Friday 22 February 2013

Quailing at the prospect

Although that isn't true, I'm quite excited at the prospect. I have been fancying keeping quail since I started keeping chickens. Unlike chickens, if you keep quail you keep them in a cage or aviary, due to their habit of shooting 20 foot in the air when startled and flying off in a straight line, there is no nagging worry that really they ought to be free range and hence no retrieving of quail from next door's garden. Although they can make a variety of noises, the cocks do not crow thus it is easy and beneficial even to keep them in groups of one cock to three hens giving the prospect of raising little quail. And they do lay their posh little eggs. Most people eat then hard boiled and use them decoratively but I do rather fancy having 6 little poached eggs dotted around my toast for breakfast.
Anyway I decided to leap in and order a dozen eggs to put in the incubator. Hence the parcel that arrived yesterday
 When buying chicken eggs, they are normally sent in specially designed polystyrene protective boxes. Either they don't make these for quail's eggs or my ebay seller is as much into recycling as I am, for the packaging had a definite home made look about it

Whether it was as a result of that or just one of those things, one of the eggs arrived broken but no matter, they cost me £5 including postage and are very much an experiment. If it works, I will have my quail and I will also have had the pleasure of watching them hatch. I have seen quail chicks described on the internet as like fluffy bumblebees and I can't wait.
However my incubator is of the cheapest of the cheap variety and there is much that can go wrong. It has a thermostat and a fan and a thermometer and hygrometer (for reading humidity) but last year when trying to hatch chicken eggs I had two failures. Both times it was due to the bulb which provides the heat, failing and allowing the eggs to get cold. The first time, one chick heartbreakingly made it through to hatching only to die within 24 hours.



 Quails eggs should take 18 days to hatch and I shall post updates regularly.

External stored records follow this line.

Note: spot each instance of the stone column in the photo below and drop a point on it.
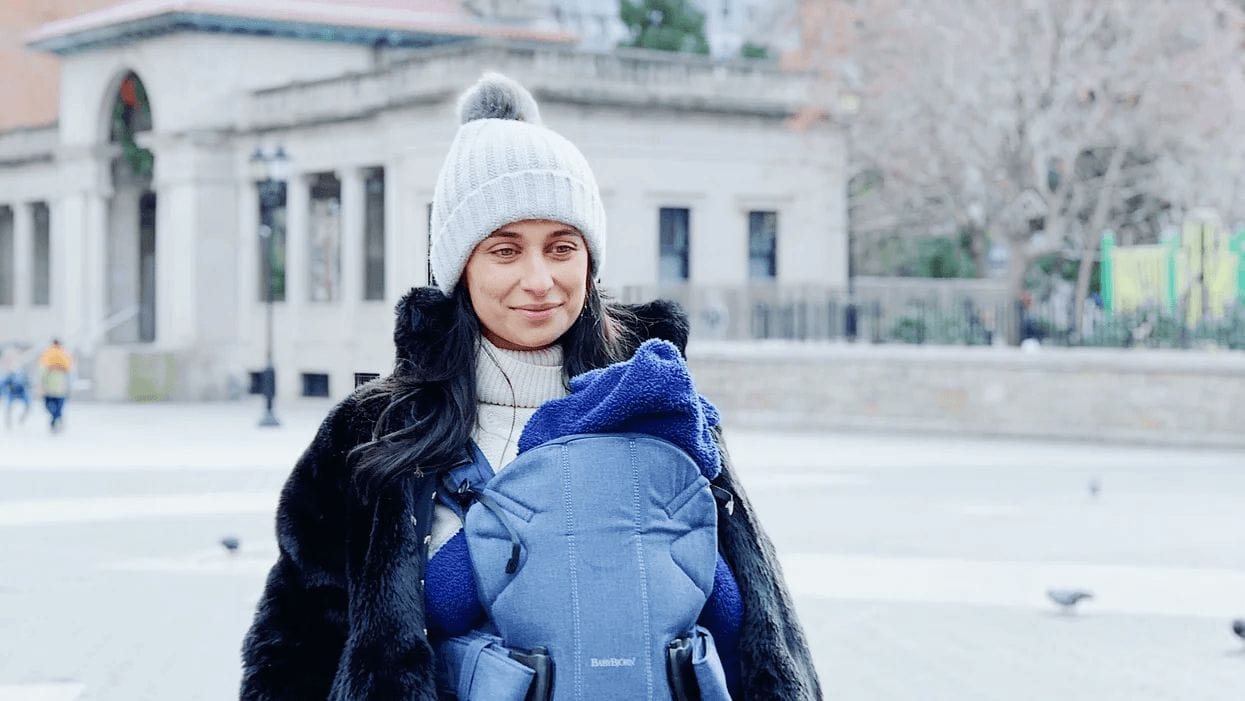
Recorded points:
(23, 253)
(352, 203)
(298, 201)
(77, 247)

As it is a basic incubator I shall have to turn the eggs every 4 hours or so to stop the growing embryo sticking to one side, because of this I have moved the incubator to the side of the bed which means that I should also be able to keep a better eye on the bulb. Oliver thinks the box is for cooking eggs, we will have to impress on him that he isn't to open the lid until they are done. He will get a surprise if the eggs hatch.
After 5 days (for chickens at least, not sure about quail) the eggs can be candled by shining a bright light through the shell to check if there is a living embryo inside. This is a magical moment, a bit like having a scan in pregnancy when the egg stops being just an egg and turns into the home of a living creature.Sadly I can't think of any way I could take photos of this to share with you. You'll just have to take my word for it.
So they went in to the incubator at 10 am on Friday 22nd February and hopefully they will emerge some time between Sunday 10th March and Wednesday 13th March. I'll keep you posted.